И тут Миша поймал себя на непонятном и безотчетном желании, на том, что он хочет еще раз глянуть в лицо трупу, прежде чем поверхность формалинового раствора сомкнется над этим мертвым, страдальческим лицом. А странное выражение «вяленый пидор» как-то непроизвольно зафиксировалось в Мишином мозгу.
Происхождение трупов, обитавших в формалиновых ваннах морфологического корпуса мединститута, было хорошо известно. Трупы привозили с зоны. Как жил на зоне труп, когда он был еще живым человеком, как он превратился в труп, и почему его отдали мединституту, а не отдали родным, никто не знал, да и знать не хотел – ни преподаватели, ни студенты. Но после той первой памятной безмолвной беседы с трупом Витей в анатомичке, у Миши неожиданно в первый раз заныло под ложечкой, а вслед за тем в голове стали роиться какие-то незнакомые, чужие мысли.
Между живым Мишей и трупом Витей образовалась какая-то загадочная, мистическая связь, о существовании которой не догадывался никто в группе, в том числе и сам Миша. Вероятно, труп Витя мог бы рассказать об этой связи гораздо больше, если бы только мог говорить, ибо в силу возраста и судьбы он был гораздо более сведущ в такого рода делах. Миша же исправно орудовал скальпелем, правильно находил и показывал на трупе все анатомические образования, и тем не менее… Миша и сам не знал, что было «тем не менее». Пожалуй, если бы кто-то спросил у Миши, кто его лучшие друзья, Миша бы назвал с десяток имен, но первым названным именем было бы имя «Витя» – имя человека, с которым он подружился уже после того, как этот человек умер.

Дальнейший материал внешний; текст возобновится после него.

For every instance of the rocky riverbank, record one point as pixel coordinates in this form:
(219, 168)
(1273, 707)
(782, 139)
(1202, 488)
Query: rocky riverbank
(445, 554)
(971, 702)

Со временем до Миши стало доходить, что он относится к трупу как-то не так, что он не верит, что Витя мертв. Мише очень часто казалось, что труп Витя жив – просто он работает трупом на кафедре анатомии, точно также как лаборанты работают лаборантами, а аспиранты – аспирантами. Не то чтобы Миша в это верил, но он как-то подсознательно старался убедить себя в этом, потому что так думать было легче. Просто, думал Миша, у Вити работа посложнее, чем у натурщиков.

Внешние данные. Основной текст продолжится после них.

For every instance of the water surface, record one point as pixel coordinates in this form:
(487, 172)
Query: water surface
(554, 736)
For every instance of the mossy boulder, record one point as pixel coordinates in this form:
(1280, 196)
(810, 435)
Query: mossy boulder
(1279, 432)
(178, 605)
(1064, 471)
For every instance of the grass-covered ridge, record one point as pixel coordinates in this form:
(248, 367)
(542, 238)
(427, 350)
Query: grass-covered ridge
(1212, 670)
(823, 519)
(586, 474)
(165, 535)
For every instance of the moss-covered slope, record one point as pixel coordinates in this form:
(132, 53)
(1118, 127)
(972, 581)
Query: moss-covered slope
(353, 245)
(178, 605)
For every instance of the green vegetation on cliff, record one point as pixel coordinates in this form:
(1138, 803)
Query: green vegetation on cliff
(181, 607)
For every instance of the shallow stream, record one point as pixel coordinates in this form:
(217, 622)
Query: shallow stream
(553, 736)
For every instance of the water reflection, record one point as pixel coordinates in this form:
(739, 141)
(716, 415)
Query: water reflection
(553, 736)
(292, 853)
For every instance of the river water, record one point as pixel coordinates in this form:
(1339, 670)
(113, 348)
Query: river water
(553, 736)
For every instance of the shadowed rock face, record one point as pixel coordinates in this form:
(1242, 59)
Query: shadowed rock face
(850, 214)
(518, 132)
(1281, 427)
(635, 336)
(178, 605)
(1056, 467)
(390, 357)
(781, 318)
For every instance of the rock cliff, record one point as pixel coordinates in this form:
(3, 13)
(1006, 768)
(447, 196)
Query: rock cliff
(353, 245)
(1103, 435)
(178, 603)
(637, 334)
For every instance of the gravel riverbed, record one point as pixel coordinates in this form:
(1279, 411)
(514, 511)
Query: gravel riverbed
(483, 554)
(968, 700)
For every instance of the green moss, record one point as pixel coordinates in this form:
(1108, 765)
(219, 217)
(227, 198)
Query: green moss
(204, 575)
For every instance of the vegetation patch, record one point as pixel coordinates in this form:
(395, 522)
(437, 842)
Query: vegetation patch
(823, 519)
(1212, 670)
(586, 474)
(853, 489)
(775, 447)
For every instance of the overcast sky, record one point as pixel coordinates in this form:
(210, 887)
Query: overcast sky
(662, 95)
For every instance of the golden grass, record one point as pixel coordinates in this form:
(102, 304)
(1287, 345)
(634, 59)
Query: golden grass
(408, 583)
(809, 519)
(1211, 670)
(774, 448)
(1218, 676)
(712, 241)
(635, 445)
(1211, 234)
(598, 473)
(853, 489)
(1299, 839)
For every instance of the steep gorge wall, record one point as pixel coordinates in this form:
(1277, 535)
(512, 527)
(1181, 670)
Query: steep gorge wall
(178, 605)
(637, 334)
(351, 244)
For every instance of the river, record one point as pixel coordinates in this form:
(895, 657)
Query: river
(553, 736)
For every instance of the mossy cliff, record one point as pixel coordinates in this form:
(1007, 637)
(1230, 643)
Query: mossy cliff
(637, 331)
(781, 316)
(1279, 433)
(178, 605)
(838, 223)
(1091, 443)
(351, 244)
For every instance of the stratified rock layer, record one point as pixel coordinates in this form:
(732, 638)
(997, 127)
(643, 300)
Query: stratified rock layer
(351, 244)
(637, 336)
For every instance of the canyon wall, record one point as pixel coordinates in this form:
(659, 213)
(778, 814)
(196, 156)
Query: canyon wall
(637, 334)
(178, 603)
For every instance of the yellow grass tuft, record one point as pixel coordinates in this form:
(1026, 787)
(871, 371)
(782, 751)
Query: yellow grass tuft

Натурщиками становились по случаю некоторые ребята из их группы: преподаватели периодически просили студентов помускулистее раздеться до пояса, брали чернильный маркер и помечали прямо на коже проекцию наружных анатомических ориентиров, а затем все студенты по очереди подходили и прощупывали костный выступ, мышцу или сухожилие.
Работа, выполняемая трупом Витей, безусловно, была сложнее. Чтобы раздеться для демонстрации нервов и сосудов, ему приходилось снимать собственную кожу. По понятным причинам труп Витя не мог сам придти на работу: его приходилось приносить на носилках, а после работы относить домой. Труп Витя жил в подвале, в двух шагах от работы, и когда не работал, спал в формалиновой ванне.
Студенты довольно часто беседовали на кафедре с работавшими там лаборантами и аспирантами. Последние, чувствуя свою значительность в качестве собеседников, охотно рассказывали студентам какие-нибудь пустяки о жизни, и эти пустяки казались студентам очень интересными и поучительными, потому что их рассказывали взрослые люди, которые были старше и опытней. Студент Миша беседовал с трупом Витей на занятиях по нормальной анатомии абсолютно на тех же началах, только Витины рассказы о жизни были без слов и без сюжета, они как бы выражали мировоззрение в целом. После каждого взгляда в лицо трупа Вити, прямого или искоса, с одной и с другой стороны, следовал короткий рассказ о все новых жестоких и циничных вещах, о существовании которых юноша раньше просто не догадывался.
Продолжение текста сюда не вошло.